The choice for SPARQL was not made by me or by anyone
who has a special
interest in pushing this particular formalism (in fact Nik and Stas can
confirm that I have been quite sceptical about the feasibility of using
BlazeGraph at first). It was the result of an open-minded discussion
We all has some skepticism, not specifically BlazeGraph but in general
RDF as an underlying data model due to significant complexity in
Wikidata's own data which requires some work to fit into the triples
model. After constructing the big spreadheet and analyzing all the
options and thinking a bit more on the data model and its usage, we
however changed our opinion and decided that the problems which we face
are solvable and that solving them would be the way to go.
BlezaGraph specifically emerged as the best available solution due to
combination of features, extensibility, openness and support provided by
their team. The fact that we are basing on existing technology
(RDF/SPARQL) with developed practices was a factor, but not the only
We can not claim we know with absolute certainty the only best way to
proceed. We can, however, make a honest effort to evaluate all available
options and choose the one that we perceive to be the best at the
moment. That's what we did. Of course, as we gain more experience and as
environments change, we may add another option or even arrive to the
conclusion we were mistaken. There's no guarantee against that. But for
now we're proceeding with what we have as the best.

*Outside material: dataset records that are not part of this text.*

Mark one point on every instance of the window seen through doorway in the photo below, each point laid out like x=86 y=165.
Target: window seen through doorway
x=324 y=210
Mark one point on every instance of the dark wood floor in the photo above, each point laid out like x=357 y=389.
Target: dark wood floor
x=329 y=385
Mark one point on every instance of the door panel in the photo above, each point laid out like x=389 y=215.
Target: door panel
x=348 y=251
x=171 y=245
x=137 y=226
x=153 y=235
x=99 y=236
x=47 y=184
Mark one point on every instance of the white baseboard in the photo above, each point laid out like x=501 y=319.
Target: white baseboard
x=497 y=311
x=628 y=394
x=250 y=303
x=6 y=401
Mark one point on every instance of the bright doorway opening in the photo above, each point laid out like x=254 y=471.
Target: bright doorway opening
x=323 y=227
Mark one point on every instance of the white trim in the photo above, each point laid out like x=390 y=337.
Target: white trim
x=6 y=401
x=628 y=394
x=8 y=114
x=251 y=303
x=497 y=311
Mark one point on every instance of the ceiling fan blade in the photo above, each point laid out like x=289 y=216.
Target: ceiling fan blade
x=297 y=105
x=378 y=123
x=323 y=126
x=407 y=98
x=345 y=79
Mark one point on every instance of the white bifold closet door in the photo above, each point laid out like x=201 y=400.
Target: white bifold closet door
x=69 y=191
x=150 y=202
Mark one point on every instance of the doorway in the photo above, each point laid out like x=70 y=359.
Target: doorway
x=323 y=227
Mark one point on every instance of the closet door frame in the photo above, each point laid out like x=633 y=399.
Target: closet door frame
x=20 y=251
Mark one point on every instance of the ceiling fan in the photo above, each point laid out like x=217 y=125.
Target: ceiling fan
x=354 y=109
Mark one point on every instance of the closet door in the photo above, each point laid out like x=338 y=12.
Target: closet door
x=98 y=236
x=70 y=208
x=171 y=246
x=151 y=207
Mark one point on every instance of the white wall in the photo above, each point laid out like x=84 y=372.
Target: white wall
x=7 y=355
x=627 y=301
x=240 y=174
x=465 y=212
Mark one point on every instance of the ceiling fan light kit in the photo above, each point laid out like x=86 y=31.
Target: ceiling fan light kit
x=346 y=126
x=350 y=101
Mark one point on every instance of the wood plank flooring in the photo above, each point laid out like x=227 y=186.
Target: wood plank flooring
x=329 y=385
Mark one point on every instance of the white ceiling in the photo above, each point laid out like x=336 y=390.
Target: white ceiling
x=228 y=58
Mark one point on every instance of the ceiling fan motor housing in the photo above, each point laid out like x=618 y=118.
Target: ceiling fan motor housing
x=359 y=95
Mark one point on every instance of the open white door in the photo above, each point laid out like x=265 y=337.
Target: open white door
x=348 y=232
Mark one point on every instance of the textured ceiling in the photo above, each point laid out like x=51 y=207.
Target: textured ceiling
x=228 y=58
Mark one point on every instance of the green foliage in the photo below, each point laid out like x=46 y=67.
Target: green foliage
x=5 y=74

As for WDQ, it being a simple language it probably not hard to translate
to SPARQL. I'm not sure if that would be good SPARQL but I hope query
optimizer would take care of that (yeah, I know it's not magic but we'll
see). I'll try to put something together pretty soon and see how it
behaves. Some of the WDQ features - such is wide branching with "OR"
options - may be quite inefficient in SPARQL, but we can generate it
anyway. I'll update when I have something interesting (probably next week).